This slow cooker lamb stew is a classic combination of lamb, potatoes, and carrots. It might look simple, but the flavor is extraordinary. There's versatility in this recipe as well. Parsnips and rutabagas may be added to the stew along with the potatoes. Or add some frozen peas about 20 to 30 minutes before the dish is finished cooking.
Serve the stew with a salad and crusty homemade bread for a fabulous cool weather meal. This makes a fabulous St. Patrick's Day dinner. Add a glass of Guinness stout and some warm Irish soda bread.
Classic Irish Stew with Lamb
- 2 1/2 cups chicken stock, low sodium or unsalted
- 2 tablespoons extra-virgin olive oil
- 2 pounds lamb neck pieces or shoulder chops, trimmed
- 3 medium carrots, peeled and thinly sliced
- 2 medium onions, thinly sliced
- 1 pound red-skinned or round white potatoes, peeled and thinly sliced, about 5 medium potatoes
- 1/4 teaspoon kosher salt
- 1/8 teaspoon freshly ground black pepper
- Pour the chicken broth into a saucepan and bring to a boil.

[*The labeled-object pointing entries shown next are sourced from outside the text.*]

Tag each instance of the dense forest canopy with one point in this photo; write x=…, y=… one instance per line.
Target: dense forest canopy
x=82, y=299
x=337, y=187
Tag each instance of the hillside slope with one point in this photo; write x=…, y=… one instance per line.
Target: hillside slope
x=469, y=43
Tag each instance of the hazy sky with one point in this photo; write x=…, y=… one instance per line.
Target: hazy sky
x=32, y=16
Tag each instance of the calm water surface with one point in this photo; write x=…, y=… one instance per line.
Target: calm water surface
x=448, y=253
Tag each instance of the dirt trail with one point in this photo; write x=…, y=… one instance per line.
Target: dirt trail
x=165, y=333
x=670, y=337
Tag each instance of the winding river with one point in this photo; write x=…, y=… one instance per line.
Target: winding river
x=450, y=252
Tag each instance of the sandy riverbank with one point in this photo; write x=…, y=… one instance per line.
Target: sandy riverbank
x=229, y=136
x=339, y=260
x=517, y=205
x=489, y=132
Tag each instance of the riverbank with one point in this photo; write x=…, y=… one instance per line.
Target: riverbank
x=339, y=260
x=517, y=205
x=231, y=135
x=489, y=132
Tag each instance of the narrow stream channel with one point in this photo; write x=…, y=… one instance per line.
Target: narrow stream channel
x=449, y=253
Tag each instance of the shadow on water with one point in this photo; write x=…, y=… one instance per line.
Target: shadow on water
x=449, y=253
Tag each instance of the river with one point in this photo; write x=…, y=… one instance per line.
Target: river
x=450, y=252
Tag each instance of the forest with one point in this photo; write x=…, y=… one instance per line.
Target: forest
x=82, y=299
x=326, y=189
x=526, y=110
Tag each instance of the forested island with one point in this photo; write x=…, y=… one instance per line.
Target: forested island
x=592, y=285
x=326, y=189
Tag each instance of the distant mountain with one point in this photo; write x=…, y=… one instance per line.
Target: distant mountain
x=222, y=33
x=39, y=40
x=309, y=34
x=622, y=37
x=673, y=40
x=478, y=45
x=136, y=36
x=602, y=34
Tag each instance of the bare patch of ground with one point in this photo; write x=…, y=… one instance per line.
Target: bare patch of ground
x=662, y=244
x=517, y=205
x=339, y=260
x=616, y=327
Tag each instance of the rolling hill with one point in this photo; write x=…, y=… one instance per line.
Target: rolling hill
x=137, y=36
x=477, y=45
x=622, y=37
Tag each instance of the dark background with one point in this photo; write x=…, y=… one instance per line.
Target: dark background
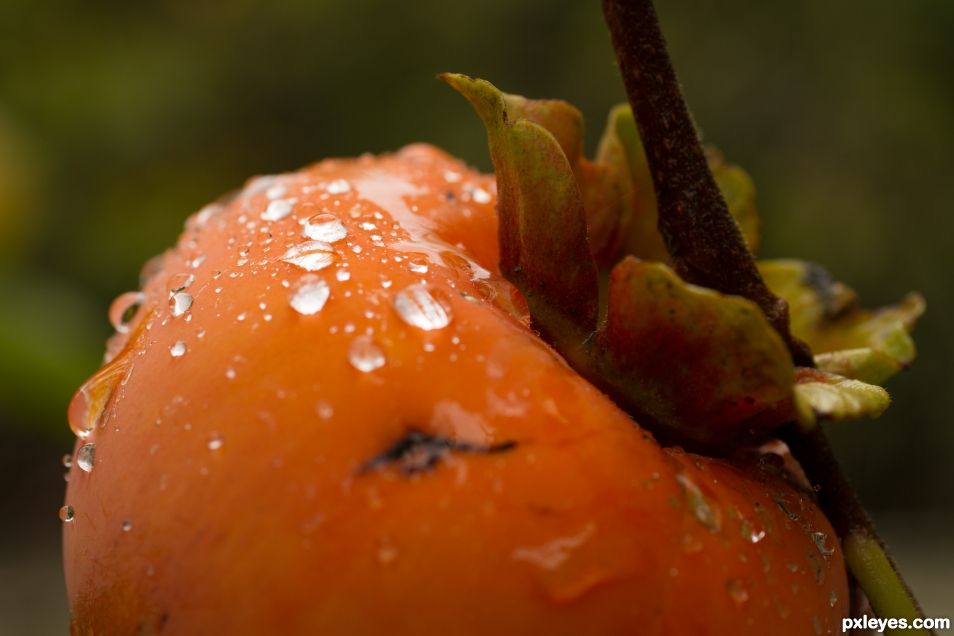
x=118, y=119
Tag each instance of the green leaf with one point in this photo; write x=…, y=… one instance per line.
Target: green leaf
x=837, y=398
x=543, y=236
x=705, y=364
x=847, y=340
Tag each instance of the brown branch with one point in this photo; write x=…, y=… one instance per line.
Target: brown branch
x=706, y=245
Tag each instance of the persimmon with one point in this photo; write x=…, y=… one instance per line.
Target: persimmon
x=393, y=395
x=363, y=436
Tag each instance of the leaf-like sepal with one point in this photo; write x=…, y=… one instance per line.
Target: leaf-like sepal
x=621, y=151
x=707, y=365
x=543, y=238
x=837, y=398
x=848, y=340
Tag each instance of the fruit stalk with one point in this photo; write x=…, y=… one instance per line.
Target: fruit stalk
x=865, y=552
x=703, y=240
x=708, y=249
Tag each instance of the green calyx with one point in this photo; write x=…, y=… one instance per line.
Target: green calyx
x=696, y=366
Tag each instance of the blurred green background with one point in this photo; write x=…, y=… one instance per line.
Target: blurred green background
x=118, y=119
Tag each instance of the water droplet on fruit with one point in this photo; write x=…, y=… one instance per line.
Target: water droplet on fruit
x=364, y=355
x=324, y=410
x=387, y=553
x=480, y=195
x=417, y=263
x=737, y=591
x=178, y=349
x=309, y=295
x=418, y=308
x=278, y=209
x=123, y=310
x=338, y=186
x=820, y=539
x=310, y=256
x=85, y=457
x=88, y=407
x=698, y=504
x=179, y=303
x=324, y=227
x=179, y=282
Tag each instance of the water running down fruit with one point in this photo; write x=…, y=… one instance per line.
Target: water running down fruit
x=338, y=405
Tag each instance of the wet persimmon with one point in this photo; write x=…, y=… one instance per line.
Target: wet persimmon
x=393, y=395
x=326, y=413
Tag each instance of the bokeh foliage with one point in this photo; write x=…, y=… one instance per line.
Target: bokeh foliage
x=117, y=119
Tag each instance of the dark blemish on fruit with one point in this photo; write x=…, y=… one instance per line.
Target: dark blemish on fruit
x=418, y=452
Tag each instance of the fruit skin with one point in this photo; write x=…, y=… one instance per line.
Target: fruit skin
x=583, y=526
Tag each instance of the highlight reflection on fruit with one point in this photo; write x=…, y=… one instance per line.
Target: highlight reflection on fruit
x=341, y=405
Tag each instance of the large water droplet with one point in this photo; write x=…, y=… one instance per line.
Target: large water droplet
x=820, y=539
x=179, y=303
x=417, y=263
x=698, y=504
x=179, y=282
x=364, y=355
x=310, y=255
x=86, y=456
x=418, y=308
x=309, y=295
x=123, y=310
x=178, y=349
x=278, y=209
x=324, y=227
x=88, y=407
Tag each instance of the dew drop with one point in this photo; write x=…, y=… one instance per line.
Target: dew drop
x=88, y=407
x=418, y=308
x=364, y=355
x=338, y=186
x=178, y=349
x=85, y=457
x=123, y=310
x=698, y=504
x=820, y=539
x=480, y=195
x=417, y=264
x=311, y=256
x=309, y=295
x=179, y=303
x=324, y=410
x=278, y=209
x=324, y=227
x=179, y=282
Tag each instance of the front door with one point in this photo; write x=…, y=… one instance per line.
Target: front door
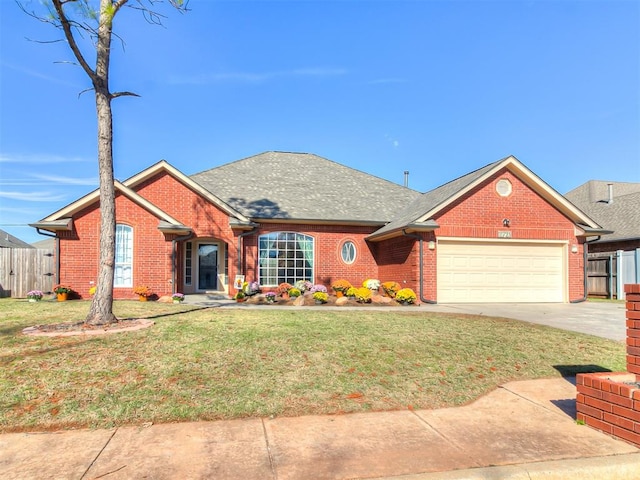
x=207, y=266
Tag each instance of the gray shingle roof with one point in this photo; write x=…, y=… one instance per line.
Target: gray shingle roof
x=303, y=186
x=431, y=199
x=622, y=215
x=9, y=241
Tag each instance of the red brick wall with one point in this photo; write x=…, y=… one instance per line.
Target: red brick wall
x=632, y=293
x=152, y=249
x=612, y=247
x=479, y=214
x=609, y=402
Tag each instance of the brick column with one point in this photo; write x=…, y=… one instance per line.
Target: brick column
x=610, y=401
x=633, y=328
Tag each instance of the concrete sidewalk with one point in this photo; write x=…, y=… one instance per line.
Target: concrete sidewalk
x=522, y=430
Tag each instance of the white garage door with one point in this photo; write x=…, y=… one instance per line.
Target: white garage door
x=479, y=272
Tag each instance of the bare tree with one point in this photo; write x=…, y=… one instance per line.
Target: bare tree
x=77, y=18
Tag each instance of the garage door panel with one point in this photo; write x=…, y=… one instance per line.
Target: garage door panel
x=504, y=272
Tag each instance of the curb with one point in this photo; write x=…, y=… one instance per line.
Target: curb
x=611, y=467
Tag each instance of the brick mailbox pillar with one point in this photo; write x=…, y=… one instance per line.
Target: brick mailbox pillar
x=610, y=402
x=633, y=328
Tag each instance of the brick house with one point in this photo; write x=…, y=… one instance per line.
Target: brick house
x=499, y=233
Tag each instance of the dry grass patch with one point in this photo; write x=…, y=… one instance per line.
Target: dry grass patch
x=229, y=363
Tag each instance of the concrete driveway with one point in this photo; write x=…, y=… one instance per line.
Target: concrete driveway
x=603, y=319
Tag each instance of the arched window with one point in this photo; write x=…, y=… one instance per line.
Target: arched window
x=285, y=257
x=348, y=252
x=123, y=274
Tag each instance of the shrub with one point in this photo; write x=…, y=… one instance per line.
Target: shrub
x=294, y=292
x=303, y=285
x=143, y=291
x=391, y=288
x=35, y=295
x=284, y=288
x=321, y=297
x=363, y=295
x=61, y=289
x=341, y=285
x=371, y=283
x=406, y=295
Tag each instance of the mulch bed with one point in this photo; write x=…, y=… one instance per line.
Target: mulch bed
x=79, y=328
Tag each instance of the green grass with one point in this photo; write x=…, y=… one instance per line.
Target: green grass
x=231, y=363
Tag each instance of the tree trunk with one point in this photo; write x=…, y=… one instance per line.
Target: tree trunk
x=101, y=311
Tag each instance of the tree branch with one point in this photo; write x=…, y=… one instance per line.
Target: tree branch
x=124, y=94
x=68, y=33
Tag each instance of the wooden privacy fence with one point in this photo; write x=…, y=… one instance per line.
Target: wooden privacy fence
x=608, y=272
x=25, y=269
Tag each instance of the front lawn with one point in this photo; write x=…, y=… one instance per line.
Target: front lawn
x=219, y=363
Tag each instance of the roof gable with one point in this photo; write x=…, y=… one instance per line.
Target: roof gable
x=62, y=219
x=419, y=214
x=616, y=208
x=164, y=166
x=285, y=186
x=9, y=241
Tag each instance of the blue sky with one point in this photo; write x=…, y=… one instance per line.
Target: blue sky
x=439, y=88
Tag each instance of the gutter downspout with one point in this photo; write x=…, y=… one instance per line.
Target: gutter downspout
x=174, y=257
x=421, y=262
x=585, y=251
x=56, y=251
x=240, y=236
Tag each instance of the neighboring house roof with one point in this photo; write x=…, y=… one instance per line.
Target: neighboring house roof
x=418, y=215
x=9, y=241
x=304, y=187
x=616, y=209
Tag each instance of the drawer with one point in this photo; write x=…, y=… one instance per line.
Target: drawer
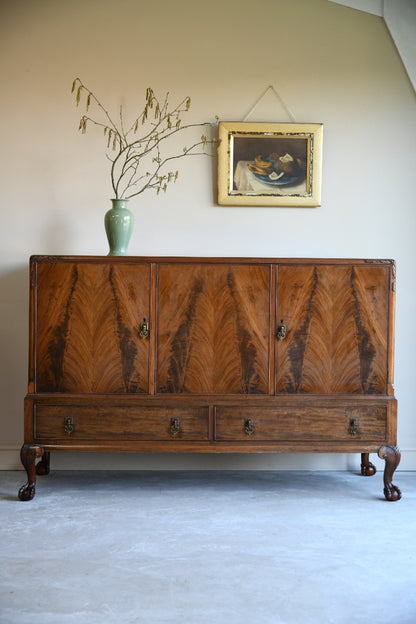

- Meanwhile, cut the lamb into bite-size pieces.
- Heat the oil in a large skillet over medium-high heat. Add the lamb and cook, turning to brown on all sides.
- Put the carrots, onions, and potatoes in the crockpot. Arrange the browned lamb pieces on the vegetables.
- Add boiling broth to the crock pot and add salt and pepper to taste.
- Cover and cook for 3 to 4 hours on HIGH or 6 to 8 hours on LOW.
- Sprinkle fresh chopped parsley over the stew and serve hot with thick, crusty bread. Irish soda bread is a good choice, or make homemade bread or biscuits.
Tips and Variations
- Add a small diced rutabaga and/or, sliced parsnips along with the potatoes.
- Add frozen peas to the dish about 20 minutes before it's done.